French Leek and Potato Soup
One of my favorite soups, no matter the season. The following recipe makes 8 servings as a first course, or 4 servings as a main course.
- 4 tablespoons butter
- 4-5 leeks, the white and tender green roughly diced
- 1 tablespoon kosher salt, plus grinds of black pepper
- 6 cups water
- 1 1/2 tablespoons cornstarch mixed with 1/4 cup cold water
- 2 medium "boiling" potatoes (such as 'Yukon Gold,' peeled and roughly chopped
- 1 cup heavy cream (or milk)
- 1 bunch parsley, coarsely minced
Melt the butter in a 5-quart pot over low heat. The butter shouldn't color at all. Add the diced leeks; stir in the salt and pepper. Cover the pot, and let the leeks sweat until perfectly tender -- about 10 minutes.

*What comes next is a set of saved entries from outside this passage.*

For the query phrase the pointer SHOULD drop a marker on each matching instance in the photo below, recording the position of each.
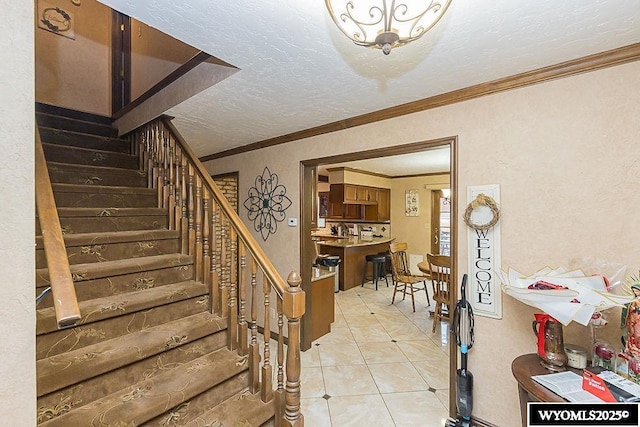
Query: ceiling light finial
(385, 24)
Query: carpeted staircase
(148, 350)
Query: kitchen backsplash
(383, 230)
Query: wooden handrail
(64, 293)
(243, 233)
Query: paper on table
(567, 385)
(581, 298)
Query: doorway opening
(309, 218)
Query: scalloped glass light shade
(385, 24)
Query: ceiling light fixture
(385, 24)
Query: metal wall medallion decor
(267, 203)
(56, 19)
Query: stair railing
(219, 242)
(63, 289)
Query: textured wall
(566, 156)
(62, 75)
(17, 317)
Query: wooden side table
(523, 367)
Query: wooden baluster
(242, 302)
(177, 176)
(163, 193)
(232, 322)
(191, 213)
(206, 256)
(279, 394)
(184, 221)
(224, 290)
(294, 301)
(198, 230)
(254, 348)
(170, 182)
(266, 393)
(214, 289)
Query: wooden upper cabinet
(353, 194)
(383, 198)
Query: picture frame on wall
(56, 19)
(412, 203)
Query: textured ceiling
(298, 71)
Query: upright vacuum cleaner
(463, 330)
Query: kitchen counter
(352, 241)
(352, 252)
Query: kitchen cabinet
(353, 194)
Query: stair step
(168, 390)
(103, 196)
(99, 270)
(99, 309)
(67, 123)
(69, 368)
(100, 247)
(95, 175)
(116, 319)
(84, 140)
(242, 409)
(86, 391)
(55, 110)
(86, 156)
(101, 220)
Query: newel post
(293, 309)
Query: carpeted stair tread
(145, 400)
(85, 140)
(81, 239)
(69, 368)
(98, 270)
(103, 308)
(242, 409)
(108, 212)
(67, 173)
(103, 189)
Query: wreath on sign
(482, 200)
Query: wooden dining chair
(440, 266)
(405, 282)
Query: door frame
(308, 219)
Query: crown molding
(585, 64)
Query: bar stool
(377, 269)
(387, 265)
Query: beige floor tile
(340, 354)
(418, 408)
(366, 334)
(359, 411)
(382, 352)
(311, 382)
(362, 320)
(310, 358)
(348, 380)
(403, 331)
(397, 377)
(423, 349)
(316, 412)
(339, 335)
(436, 376)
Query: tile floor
(380, 366)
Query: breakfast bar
(353, 251)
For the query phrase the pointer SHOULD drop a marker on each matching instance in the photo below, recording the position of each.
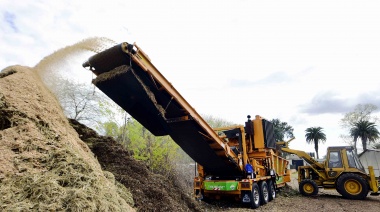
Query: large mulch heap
(44, 166)
(151, 192)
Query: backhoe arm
(304, 156)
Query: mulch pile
(151, 192)
(44, 166)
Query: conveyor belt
(130, 80)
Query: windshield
(353, 160)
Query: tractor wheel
(255, 201)
(352, 186)
(271, 190)
(264, 192)
(308, 187)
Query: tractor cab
(342, 159)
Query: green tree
(360, 113)
(366, 131)
(315, 135)
(376, 146)
(282, 130)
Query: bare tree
(79, 101)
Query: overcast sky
(304, 62)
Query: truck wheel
(271, 190)
(308, 187)
(352, 186)
(255, 202)
(264, 193)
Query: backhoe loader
(342, 170)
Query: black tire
(255, 201)
(264, 192)
(308, 187)
(271, 190)
(352, 186)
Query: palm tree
(315, 135)
(366, 131)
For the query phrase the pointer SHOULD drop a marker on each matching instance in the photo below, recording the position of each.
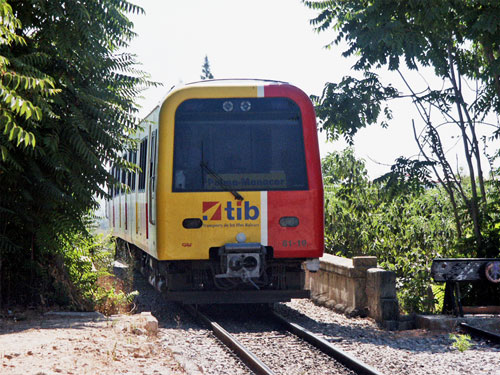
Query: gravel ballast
(413, 352)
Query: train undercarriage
(234, 273)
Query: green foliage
(85, 281)
(405, 228)
(461, 342)
(351, 105)
(460, 41)
(67, 111)
(205, 70)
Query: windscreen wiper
(219, 180)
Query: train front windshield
(238, 144)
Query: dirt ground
(82, 343)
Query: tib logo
(214, 211)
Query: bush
(403, 222)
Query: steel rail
(482, 333)
(344, 358)
(248, 358)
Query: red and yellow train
(228, 205)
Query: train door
(152, 190)
(152, 178)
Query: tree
(460, 41)
(205, 70)
(82, 91)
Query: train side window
(117, 179)
(142, 163)
(123, 173)
(129, 173)
(152, 160)
(112, 187)
(134, 174)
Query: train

Add the water, and bring to a boil over high heat. Add the cornstarch mixture, and stir until the the water thickens -- about 30 seconds. Add the potatoes, partially cover the pot, and let simmer until tender — 20-30 minutes.
Puree the soup with an immersion blender. Then stir in the parsley and the cream. Serve hot, warm, and cold, garnished with extra parsley and, if desired, small croutons.